NDC backs lawyer’s decision to withdraw relief seeking to block new voters’ register


    The opposition National Democratic Congress (NDC) says it stands with the decision of its lawyer to withdraw the relief seeking to stop the Electoral Commission (EC) from compiling a new voters’ register.

    Speaking on Joy FM’s Top Story Thursday, the party’s National Communications Officer Sammy Gyamfi, said whatever decision the lawyer took on behalf of the party was the best and he was sure the party will win the case on Judgment day.

    This means the NDC can now pursue the relief for the EC to include the voter’s ID card as proof of identity during the registration exercise.

    “The party stands with the decision taken by our lawyers in court today, to rely on our second relief which relates to the exclusion of the current voter’s ID card from registration requirement under the new Constitutional Instrument.”

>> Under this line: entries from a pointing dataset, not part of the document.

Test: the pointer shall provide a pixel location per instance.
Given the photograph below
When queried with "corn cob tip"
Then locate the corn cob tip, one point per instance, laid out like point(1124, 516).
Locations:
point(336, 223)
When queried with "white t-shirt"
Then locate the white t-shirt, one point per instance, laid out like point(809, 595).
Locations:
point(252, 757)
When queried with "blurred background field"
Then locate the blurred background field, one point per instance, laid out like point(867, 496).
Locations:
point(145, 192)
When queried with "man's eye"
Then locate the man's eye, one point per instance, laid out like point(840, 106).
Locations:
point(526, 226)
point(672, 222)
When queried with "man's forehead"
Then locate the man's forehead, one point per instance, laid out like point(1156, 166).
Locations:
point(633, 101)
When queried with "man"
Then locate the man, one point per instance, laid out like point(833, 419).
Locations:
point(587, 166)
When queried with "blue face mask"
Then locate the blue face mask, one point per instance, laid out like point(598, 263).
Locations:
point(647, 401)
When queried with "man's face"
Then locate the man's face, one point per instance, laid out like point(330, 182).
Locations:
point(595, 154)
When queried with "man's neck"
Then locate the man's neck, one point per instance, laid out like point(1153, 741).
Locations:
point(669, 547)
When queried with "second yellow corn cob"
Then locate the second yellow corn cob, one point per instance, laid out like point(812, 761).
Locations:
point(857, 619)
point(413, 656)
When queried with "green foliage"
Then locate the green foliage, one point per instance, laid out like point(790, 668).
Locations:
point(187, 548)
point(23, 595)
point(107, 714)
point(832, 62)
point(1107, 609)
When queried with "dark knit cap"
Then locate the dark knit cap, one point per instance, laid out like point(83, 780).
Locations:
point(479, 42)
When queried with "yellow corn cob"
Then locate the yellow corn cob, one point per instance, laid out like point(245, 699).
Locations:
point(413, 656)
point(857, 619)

    The Court on Thursday, asked the counsel for the NDC, Godwin Edudzi Tamakloe to make a choice on which of its reliefs it wants to pursue.

    He, therefore, opted to withdraw the request seeking to bar the EC from compiling a new register and instead pursue the exclusion of the voter’s ID card as proof of identity.

    For, Mr Gyamfi, the decision does not mean his party has lost the case to the EC. He then added that anyone with such a mentality is ‘ignorant.’

    “As a plaintiff in the matter, you can only argue your case in court, the law is in the bosom of the judge and here we are talking about justices of the apex court of the land,” he stressed.

    The Communications Officer, was therefore optimistic that come Tuesday, June 23, the judgment of the Supreme Court will be in favour of the NDC.

    Also commenting on the issue, a legal practitioner, Martin Kpebu said it is normal for plaintiffs to amend their reliefs during proceedings so it should not be something new.

    “That is how legal practices go, sometimes you go to court and you are not aware what the judge will ask you to do upon his review of your brief, and that’s normal, we shouldn’t read too much into it because it happens.”